Die beiden genossen ihr Tiramisu, wobei Finn sowieso nicht mehr als 4 Gabeln essen konnte, während ich immer wieder mein Handy checkte. So nett der Abend auch gewesen war, wurde ich mittlerweile nervös, weil Mats sich nicht meldete. Weigerte sich Mitch etwa zu gehen? Würde er warten bis ich zuhause war, um mit mir reden zu können? Als ich zum gefühlten 1000. Mal mein Handy entsperrte, sah Marco mich an, „Alles ok?" „Ja ich mache mir nur Sorgen, weil er sich nicht meldet. Glaubst du die Luft ist schon rein?", teilte ich ihm meine Zweifel mit. „Ich weiß es nicht... Aber du könntest ihm ja eine SMS schreiben und es rausfinden? Vielleicht hat Mats nur vergessen dir zu schreiben.", meinte er mit beruhigender Stimme.
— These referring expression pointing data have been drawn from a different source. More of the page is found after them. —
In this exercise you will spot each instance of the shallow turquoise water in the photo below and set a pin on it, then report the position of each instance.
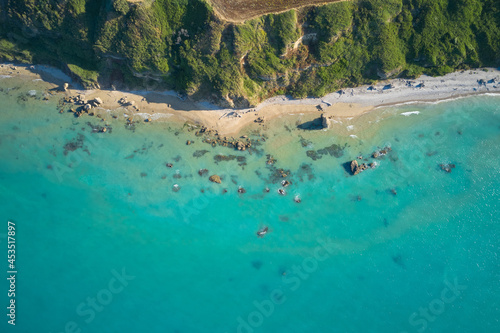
(351, 257)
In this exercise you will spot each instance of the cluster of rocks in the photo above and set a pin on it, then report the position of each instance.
(125, 102)
(85, 106)
(215, 179)
(213, 138)
(356, 168)
(447, 167)
(270, 160)
(259, 120)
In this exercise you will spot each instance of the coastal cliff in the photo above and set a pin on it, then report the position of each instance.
(308, 51)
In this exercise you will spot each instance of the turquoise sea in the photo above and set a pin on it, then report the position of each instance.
(105, 244)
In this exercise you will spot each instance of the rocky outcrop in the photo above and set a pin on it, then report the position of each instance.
(215, 179)
(356, 168)
(325, 122)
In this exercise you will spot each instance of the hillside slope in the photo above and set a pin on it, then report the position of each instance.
(243, 10)
(184, 45)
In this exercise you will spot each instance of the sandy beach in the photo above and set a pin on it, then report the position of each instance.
(350, 102)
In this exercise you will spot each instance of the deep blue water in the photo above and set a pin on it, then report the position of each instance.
(104, 244)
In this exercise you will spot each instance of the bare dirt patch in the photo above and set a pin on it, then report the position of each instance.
(242, 10)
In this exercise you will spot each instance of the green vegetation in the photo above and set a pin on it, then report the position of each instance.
(180, 44)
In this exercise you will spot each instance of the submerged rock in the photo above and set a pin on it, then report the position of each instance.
(447, 167)
(215, 179)
(325, 122)
(357, 168)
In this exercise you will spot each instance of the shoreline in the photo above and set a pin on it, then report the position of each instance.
(347, 103)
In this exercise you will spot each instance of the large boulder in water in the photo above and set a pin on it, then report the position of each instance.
(325, 122)
(215, 179)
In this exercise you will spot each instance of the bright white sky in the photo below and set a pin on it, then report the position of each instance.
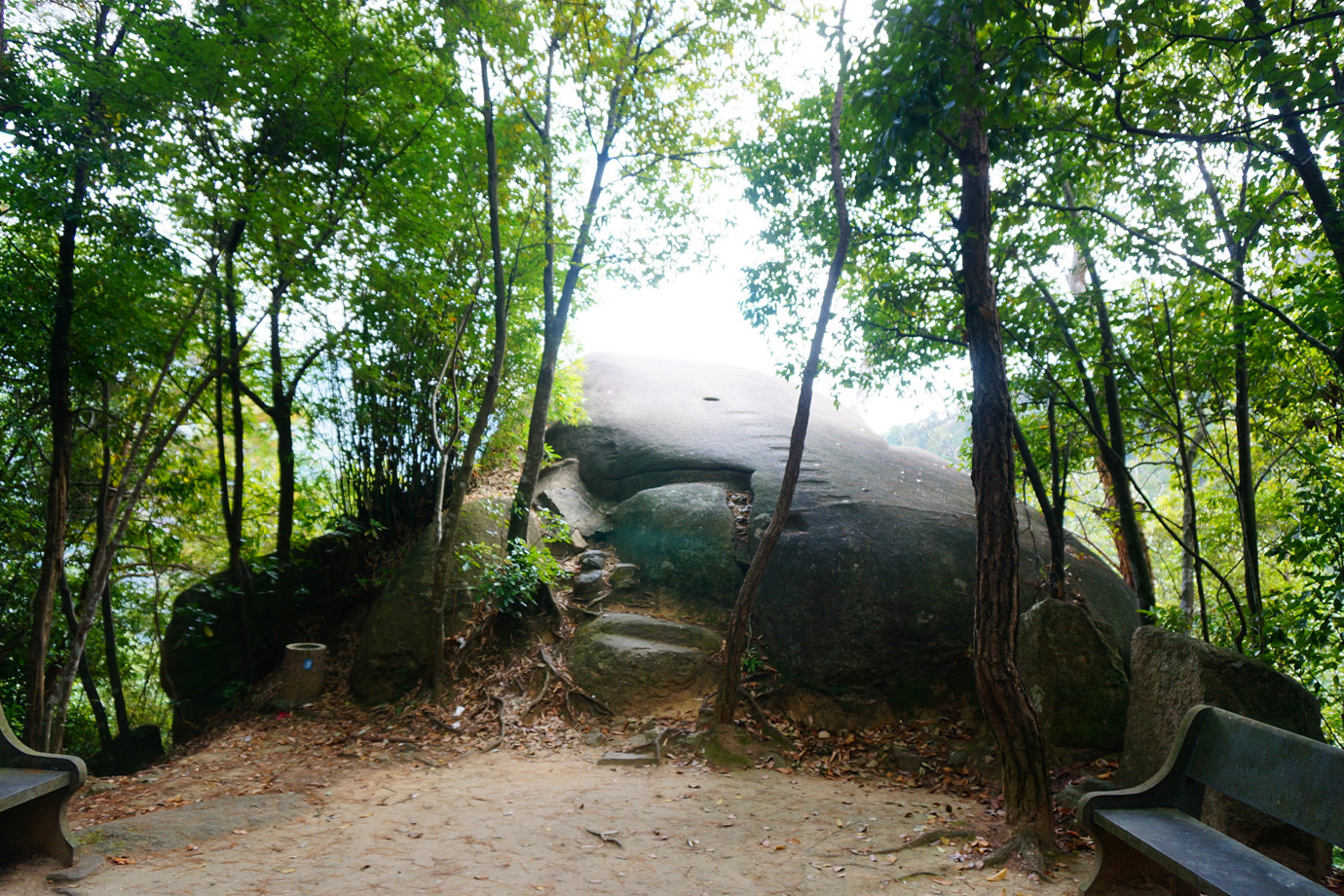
(696, 315)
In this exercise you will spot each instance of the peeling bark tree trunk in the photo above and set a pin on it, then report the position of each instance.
(735, 638)
(62, 448)
(997, 679)
(463, 478)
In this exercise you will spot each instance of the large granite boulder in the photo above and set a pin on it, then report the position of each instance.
(398, 641)
(680, 537)
(1074, 676)
(1171, 673)
(643, 665)
(871, 583)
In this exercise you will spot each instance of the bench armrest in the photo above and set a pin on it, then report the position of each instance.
(14, 754)
(1167, 787)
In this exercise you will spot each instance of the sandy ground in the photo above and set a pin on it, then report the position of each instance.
(557, 822)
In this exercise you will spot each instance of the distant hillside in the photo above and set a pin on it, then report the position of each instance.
(941, 435)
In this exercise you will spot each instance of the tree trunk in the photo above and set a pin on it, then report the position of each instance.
(1245, 464)
(557, 318)
(1131, 542)
(113, 658)
(282, 418)
(1003, 697)
(735, 637)
(60, 420)
(463, 480)
(1054, 521)
(95, 705)
(1191, 578)
(232, 469)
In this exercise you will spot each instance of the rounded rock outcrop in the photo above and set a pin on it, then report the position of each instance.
(873, 581)
(643, 665)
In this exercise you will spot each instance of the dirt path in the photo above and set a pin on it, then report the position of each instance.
(509, 822)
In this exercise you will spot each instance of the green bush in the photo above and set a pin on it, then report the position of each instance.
(511, 584)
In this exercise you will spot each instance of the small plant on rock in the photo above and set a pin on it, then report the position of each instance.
(511, 584)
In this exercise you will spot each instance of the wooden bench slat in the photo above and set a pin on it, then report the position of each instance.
(1206, 857)
(21, 785)
(1233, 755)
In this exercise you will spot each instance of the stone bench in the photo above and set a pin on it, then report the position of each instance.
(35, 789)
(1152, 838)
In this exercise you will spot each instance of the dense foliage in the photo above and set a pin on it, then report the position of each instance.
(237, 244)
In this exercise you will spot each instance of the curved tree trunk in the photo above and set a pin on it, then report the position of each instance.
(735, 637)
(60, 420)
(997, 679)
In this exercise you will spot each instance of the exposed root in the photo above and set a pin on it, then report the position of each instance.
(541, 694)
(1027, 848)
(569, 683)
(759, 714)
(932, 836)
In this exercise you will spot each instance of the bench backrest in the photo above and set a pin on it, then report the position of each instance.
(1289, 776)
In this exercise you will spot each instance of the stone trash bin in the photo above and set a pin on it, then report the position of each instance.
(303, 672)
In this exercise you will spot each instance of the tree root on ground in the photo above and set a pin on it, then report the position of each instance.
(759, 714)
(1028, 848)
(923, 840)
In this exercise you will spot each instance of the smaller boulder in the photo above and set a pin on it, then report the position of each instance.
(1074, 677)
(641, 665)
(593, 559)
(682, 538)
(1170, 675)
(625, 576)
(587, 584)
(561, 491)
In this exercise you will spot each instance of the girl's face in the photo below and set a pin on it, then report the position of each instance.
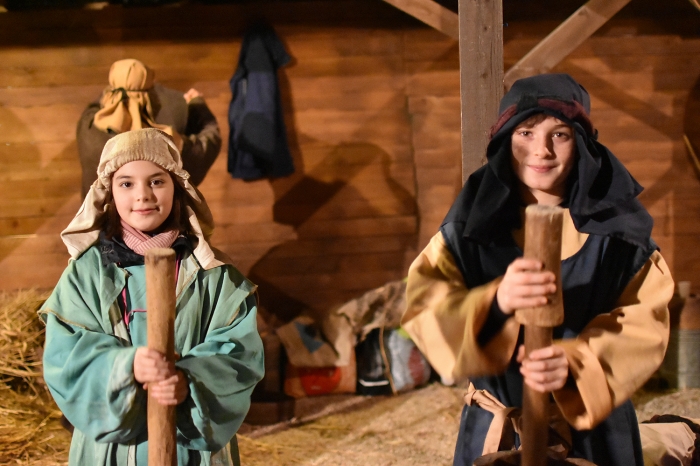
(544, 150)
(143, 194)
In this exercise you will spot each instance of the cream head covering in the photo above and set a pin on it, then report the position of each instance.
(125, 104)
(154, 146)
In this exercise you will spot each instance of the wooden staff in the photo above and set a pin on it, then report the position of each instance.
(543, 226)
(160, 302)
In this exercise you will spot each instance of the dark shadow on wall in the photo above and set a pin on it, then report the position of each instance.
(306, 206)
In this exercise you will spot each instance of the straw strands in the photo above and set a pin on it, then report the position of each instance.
(30, 428)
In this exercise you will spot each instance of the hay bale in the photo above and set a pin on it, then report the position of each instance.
(30, 428)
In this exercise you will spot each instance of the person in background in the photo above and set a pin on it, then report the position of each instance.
(133, 101)
(465, 286)
(96, 362)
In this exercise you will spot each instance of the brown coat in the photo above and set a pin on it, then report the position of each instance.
(194, 121)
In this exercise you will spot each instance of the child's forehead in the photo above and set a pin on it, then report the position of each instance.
(141, 167)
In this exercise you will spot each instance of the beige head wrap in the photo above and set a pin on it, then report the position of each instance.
(125, 104)
(154, 146)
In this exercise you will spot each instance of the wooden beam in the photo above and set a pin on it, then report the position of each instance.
(564, 39)
(480, 75)
(431, 13)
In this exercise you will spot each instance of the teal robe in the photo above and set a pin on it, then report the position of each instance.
(89, 355)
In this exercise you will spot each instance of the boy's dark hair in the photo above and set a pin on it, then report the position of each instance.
(177, 220)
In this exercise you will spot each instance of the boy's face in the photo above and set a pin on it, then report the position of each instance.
(143, 194)
(544, 150)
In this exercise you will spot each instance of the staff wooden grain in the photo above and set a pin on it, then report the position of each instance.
(160, 302)
(543, 228)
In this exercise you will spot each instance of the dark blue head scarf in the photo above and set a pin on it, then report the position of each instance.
(601, 194)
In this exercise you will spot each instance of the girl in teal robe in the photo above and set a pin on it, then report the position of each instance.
(96, 363)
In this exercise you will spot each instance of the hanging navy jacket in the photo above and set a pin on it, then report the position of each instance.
(257, 138)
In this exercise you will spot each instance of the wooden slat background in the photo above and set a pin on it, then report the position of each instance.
(372, 108)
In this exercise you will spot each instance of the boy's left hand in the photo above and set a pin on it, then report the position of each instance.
(544, 369)
(171, 391)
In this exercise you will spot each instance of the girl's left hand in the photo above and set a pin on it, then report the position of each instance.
(544, 369)
(171, 391)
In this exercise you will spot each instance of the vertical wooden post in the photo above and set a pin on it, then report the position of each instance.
(543, 227)
(160, 302)
(481, 76)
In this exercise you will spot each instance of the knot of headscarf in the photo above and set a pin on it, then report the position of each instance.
(601, 194)
(125, 104)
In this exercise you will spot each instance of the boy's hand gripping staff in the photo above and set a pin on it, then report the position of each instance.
(543, 229)
(160, 301)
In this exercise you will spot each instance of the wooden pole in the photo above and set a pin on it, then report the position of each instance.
(543, 227)
(564, 39)
(480, 76)
(160, 302)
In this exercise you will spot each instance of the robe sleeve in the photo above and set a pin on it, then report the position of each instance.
(445, 319)
(618, 351)
(88, 371)
(222, 371)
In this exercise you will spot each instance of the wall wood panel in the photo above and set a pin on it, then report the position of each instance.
(372, 109)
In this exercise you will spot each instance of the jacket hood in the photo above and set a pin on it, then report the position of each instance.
(153, 146)
(601, 193)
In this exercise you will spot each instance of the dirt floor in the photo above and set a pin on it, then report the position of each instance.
(414, 428)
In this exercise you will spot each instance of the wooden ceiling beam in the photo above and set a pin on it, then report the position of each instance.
(564, 39)
(431, 13)
(480, 76)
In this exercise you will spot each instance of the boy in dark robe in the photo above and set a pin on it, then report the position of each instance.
(464, 288)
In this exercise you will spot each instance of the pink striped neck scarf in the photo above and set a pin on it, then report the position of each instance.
(140, 242)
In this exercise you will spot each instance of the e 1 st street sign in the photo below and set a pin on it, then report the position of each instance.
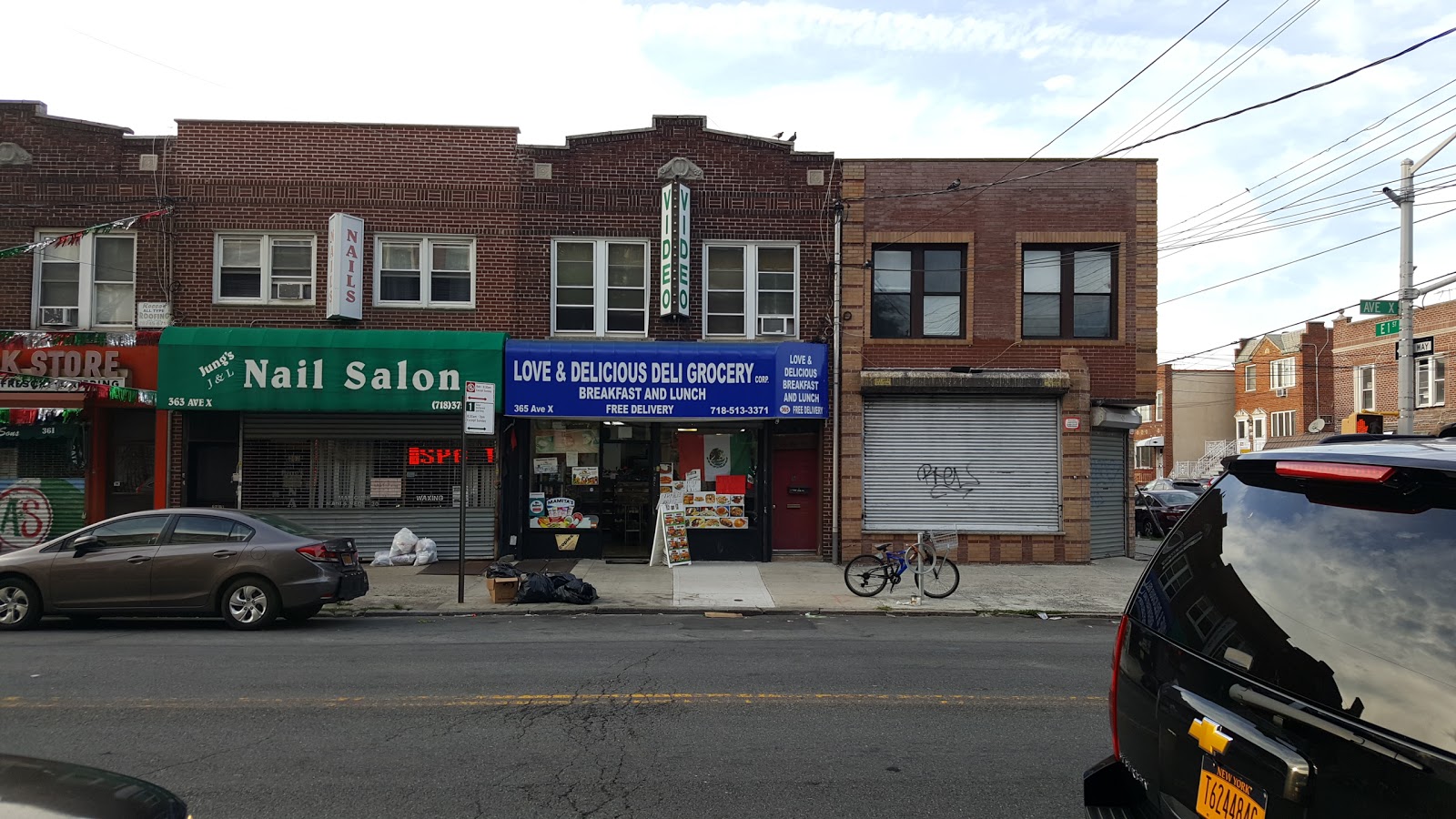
(1380, 308)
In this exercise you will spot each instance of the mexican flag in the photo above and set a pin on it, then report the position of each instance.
(715, 455)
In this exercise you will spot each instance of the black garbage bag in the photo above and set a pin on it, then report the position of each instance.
(577, 591)
(536, 589)
(502, 570)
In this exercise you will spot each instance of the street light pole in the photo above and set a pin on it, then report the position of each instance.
(1405, 366)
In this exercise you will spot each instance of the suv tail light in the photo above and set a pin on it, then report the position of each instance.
(1111, 693)
(319, 552)
(1347, 472)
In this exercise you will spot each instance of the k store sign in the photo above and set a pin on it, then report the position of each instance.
(346, 267)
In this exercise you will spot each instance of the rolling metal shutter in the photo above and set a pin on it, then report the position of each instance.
(972, 464)
(317, 468)
(1108, 493)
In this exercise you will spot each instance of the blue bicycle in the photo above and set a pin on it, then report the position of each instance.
(935, 574)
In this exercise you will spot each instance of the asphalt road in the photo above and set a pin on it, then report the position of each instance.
(659, 716)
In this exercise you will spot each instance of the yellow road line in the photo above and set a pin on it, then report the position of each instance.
(517, 700)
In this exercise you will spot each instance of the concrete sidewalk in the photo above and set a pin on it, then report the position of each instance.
(1099, 588)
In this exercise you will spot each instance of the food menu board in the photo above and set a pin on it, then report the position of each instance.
(672, 531)
(715, 511)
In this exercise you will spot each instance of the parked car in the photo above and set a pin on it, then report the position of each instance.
(247, 567)
(1196, 486)
(1158, 511)
(1292, 644)
(43, 789)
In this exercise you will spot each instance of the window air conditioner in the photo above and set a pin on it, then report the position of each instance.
(291, 290)
(775, 325)
(58, 317)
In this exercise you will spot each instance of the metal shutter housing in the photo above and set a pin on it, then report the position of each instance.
(972, 464)
(1108, 493)
(373, 528)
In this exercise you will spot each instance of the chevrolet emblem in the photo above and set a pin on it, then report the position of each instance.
(1208, 734)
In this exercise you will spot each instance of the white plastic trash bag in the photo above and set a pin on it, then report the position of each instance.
(405, 542)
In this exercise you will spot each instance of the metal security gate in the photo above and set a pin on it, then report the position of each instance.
(972, 464)
(1108, 493)
(368, 477)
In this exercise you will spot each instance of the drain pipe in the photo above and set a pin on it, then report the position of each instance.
(839, 267)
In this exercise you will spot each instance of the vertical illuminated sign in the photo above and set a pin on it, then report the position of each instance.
(674, 249)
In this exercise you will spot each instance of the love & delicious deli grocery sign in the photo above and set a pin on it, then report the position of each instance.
(666, 379)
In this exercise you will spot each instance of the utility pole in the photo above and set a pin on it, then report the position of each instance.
(1405, 368)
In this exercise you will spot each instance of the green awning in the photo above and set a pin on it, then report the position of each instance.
(327, 370)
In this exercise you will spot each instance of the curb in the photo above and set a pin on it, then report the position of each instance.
(514, 611)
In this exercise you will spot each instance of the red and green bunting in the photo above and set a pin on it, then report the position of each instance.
(75, 238)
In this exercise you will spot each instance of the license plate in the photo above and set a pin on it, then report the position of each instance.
(1222, 794)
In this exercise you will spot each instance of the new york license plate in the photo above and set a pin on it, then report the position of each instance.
(1222, 794)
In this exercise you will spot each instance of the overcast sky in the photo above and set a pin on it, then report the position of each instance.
(890, 79)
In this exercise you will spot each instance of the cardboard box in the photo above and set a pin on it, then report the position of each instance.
(502, 589)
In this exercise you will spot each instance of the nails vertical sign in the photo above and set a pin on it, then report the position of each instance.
(674, 249)
(346, 267)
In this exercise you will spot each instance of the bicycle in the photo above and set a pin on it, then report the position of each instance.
(935, 574)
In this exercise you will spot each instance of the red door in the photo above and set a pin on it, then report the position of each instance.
(795, 500)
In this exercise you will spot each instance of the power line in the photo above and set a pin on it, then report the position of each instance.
(1299, 259)
(1203, 353)
(1229, 116)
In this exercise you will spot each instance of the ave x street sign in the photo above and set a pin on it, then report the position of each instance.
(1380, 308)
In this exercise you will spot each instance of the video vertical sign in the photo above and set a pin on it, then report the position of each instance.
(674, 249)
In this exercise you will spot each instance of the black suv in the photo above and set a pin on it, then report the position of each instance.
(1290, 651)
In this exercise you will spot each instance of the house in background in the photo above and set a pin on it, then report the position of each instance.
(1285, 388)
(1188, 429)
(1365, 368)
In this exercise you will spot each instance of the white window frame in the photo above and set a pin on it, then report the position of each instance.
(1281, 373)
(427, 244)
(750, 285)
(266, 270)
(599, 300)
(86, 280)
(1283, 423)
(1360, 372)
(1431, 378)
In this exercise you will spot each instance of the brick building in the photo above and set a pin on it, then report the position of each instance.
(655, 307)
(1366, 376)
(86, 241)
(1283, 383)
(995, 343)
(1188, 426)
Finn, der schon beinahe am Stuhl einschlief, gähnte demonstrativ. Vor lauter Müdigkeit, hatte er das kurze Gespräch zwischen Marco und mir nicht mehr mitbekommen. „Alex, wann fahren wir nach Hause?", gähnte er und blinzelte mich müde an. „Bald. Wir bezahlen noch und dann sind wir schon unterwegs, in Ordnung?", beruhigte ich ihn und strich liebevoll über seine Wange. Er nickte und rieb sich die Augen, während ich mich meinem Handy zuwandte und Mats eine Nachricht schrieb, um herauszufinden, ob Mitch noch bei ihm war.

Die Antwort kam wenig später, „Ich bin gerade dabei ihn aus dem Haus zu bugsieren. Ihr könnt euch auf den Weg machen, bis ihr hier seid, ist er bestimmt weg." Entschieden nickte ich Marco zu, der Mario zu uns rief und bezahlte. „Danke, aber ich kann für mich selbst bezahlen.", meinte ich, doch Marco bestand darauf, dass es seine Idee gewesen war essen zu gehen und er deshalb zahlen würde. Da ich zu müde war, um mit ihm deshalb zu diskutieren, beließ ich es dabei.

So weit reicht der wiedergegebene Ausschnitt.